Sunday, May 13, 2018


We're in the middle of the controlled burning season here - and that means today the air is thick with smoke. While I understand the rationale behind these burns - it gets rid of the build up of flammable material in the forests so decreasing the risks of severe bushfires, many of our native plants have evolved to need fire to grow and, of course, in many ways controlled burns are not unlike the 60,000 or so years of fire stick farming by our indigenous people which was brought to a halt following European settlement - there are consequences.

Those of us affected by smoke (it's pretty grim to be asthmatic for instance) struggle when dense smoke fills the air as it is this morning. The advice is to stay inside and keep doors and windows closed - and at least these days we do receive warnings in the news bulletins. When I was younger this didn't happen and you'd wake coughing and wheezing in a smoke filled house. Shutting up the house is all well and good but smoke seeps in no matter how careful you are and it's not always feasible to stay shut inside, is it. For one thing people have to go to work, don't they, and for some that means being outside all day. Then there is the inevitable death and injury to wildlife which is heart breaking.

Some folk are perturbed by fact that CO2 is released by burning.
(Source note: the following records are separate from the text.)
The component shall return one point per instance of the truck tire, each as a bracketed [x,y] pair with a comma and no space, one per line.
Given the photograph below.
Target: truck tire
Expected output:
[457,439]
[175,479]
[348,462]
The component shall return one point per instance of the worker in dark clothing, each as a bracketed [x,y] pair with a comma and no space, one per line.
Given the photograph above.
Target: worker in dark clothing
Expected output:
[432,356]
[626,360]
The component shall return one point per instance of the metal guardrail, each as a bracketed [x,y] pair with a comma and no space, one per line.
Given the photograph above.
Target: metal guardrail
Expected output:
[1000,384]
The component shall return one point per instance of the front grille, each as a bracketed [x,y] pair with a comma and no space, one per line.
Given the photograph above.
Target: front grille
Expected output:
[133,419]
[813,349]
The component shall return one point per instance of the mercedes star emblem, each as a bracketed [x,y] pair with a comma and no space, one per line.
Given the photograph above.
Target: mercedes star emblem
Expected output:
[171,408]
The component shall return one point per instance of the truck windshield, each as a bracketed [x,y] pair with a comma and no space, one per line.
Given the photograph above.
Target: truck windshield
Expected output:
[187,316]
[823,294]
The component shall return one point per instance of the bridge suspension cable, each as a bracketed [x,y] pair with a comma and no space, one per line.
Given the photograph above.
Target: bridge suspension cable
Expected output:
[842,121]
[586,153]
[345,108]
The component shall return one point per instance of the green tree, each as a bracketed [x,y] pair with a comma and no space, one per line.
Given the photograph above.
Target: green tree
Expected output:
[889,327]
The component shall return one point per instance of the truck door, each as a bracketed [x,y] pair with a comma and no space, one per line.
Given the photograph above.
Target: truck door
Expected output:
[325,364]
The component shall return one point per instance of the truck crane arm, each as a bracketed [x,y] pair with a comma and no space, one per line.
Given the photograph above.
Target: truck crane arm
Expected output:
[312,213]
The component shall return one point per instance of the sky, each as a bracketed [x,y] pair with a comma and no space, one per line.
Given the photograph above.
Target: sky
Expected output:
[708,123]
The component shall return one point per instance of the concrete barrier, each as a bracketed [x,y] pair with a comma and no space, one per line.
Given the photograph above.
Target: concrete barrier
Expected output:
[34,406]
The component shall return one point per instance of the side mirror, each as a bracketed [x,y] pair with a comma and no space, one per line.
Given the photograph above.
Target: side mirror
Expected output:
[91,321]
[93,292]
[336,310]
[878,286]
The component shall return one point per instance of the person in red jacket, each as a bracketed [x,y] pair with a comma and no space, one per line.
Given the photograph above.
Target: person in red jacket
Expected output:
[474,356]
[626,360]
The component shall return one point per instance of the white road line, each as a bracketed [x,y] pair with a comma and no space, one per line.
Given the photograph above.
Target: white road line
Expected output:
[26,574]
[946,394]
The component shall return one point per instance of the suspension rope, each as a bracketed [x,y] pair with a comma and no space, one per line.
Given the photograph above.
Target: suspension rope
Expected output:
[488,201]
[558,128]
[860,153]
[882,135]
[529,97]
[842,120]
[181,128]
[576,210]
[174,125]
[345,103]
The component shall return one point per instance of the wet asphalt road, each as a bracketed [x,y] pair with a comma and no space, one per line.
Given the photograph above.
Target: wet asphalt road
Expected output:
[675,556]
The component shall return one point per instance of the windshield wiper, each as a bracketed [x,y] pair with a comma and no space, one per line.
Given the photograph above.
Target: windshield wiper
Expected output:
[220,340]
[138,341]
After all we're used to seeing reports of the clearing by burning taking place in various parts of the world (the Amazon rain forests are of particular concern) with the effect this is having on climate change. This is not quite the same thing, though. The clearing of the rain forest is just that. The forest is destroyed. These burns certainly release CO2 but it's far less than a wild fire would produce and, if done properly, there's no loss of human life or damage to property and the forest is not destroyed. Yes, sometimes they do get out of hand - fortunately infrequently - and now we farm instead of relying on hunting so creating fresh vegetation for prey species and safe ways to travel no longer applies but that said, on balance it seems regular burning like this does more good than harm.

Do I enjoy the thought of animals being caught up in these fires? Of course not. Do I enjoy having to spend days shut in the house wheezing and coughing? No, I do not. Do we need to find other ways to manage our forest? Probably in the long term we do. All these things disturb me but as things are at the moment I don't see an alternative. If climate change continues at the rate it is the prospect of severe bushfires will only increase and I live in a dry country already very prone to such disasters. We have to do what we can to prevent them - and this is one method. Yes, we definitely need more research into alternatives but in the mean time we can only do what we can and controlled burns are one way we cope.


Jo said...

I cannot imagine having to live through all that smoke, particularly if you have any kind of respiratory disease. I see the benefits, I also see the problems as you do. Insoluble at the moment!

Helen V. said...
This comment has been removed by the author.
Helen V. said...

My asthma is relatively mild, Jo, but my neighbour is a severe asthmatic and this is a dreadful time of year for her.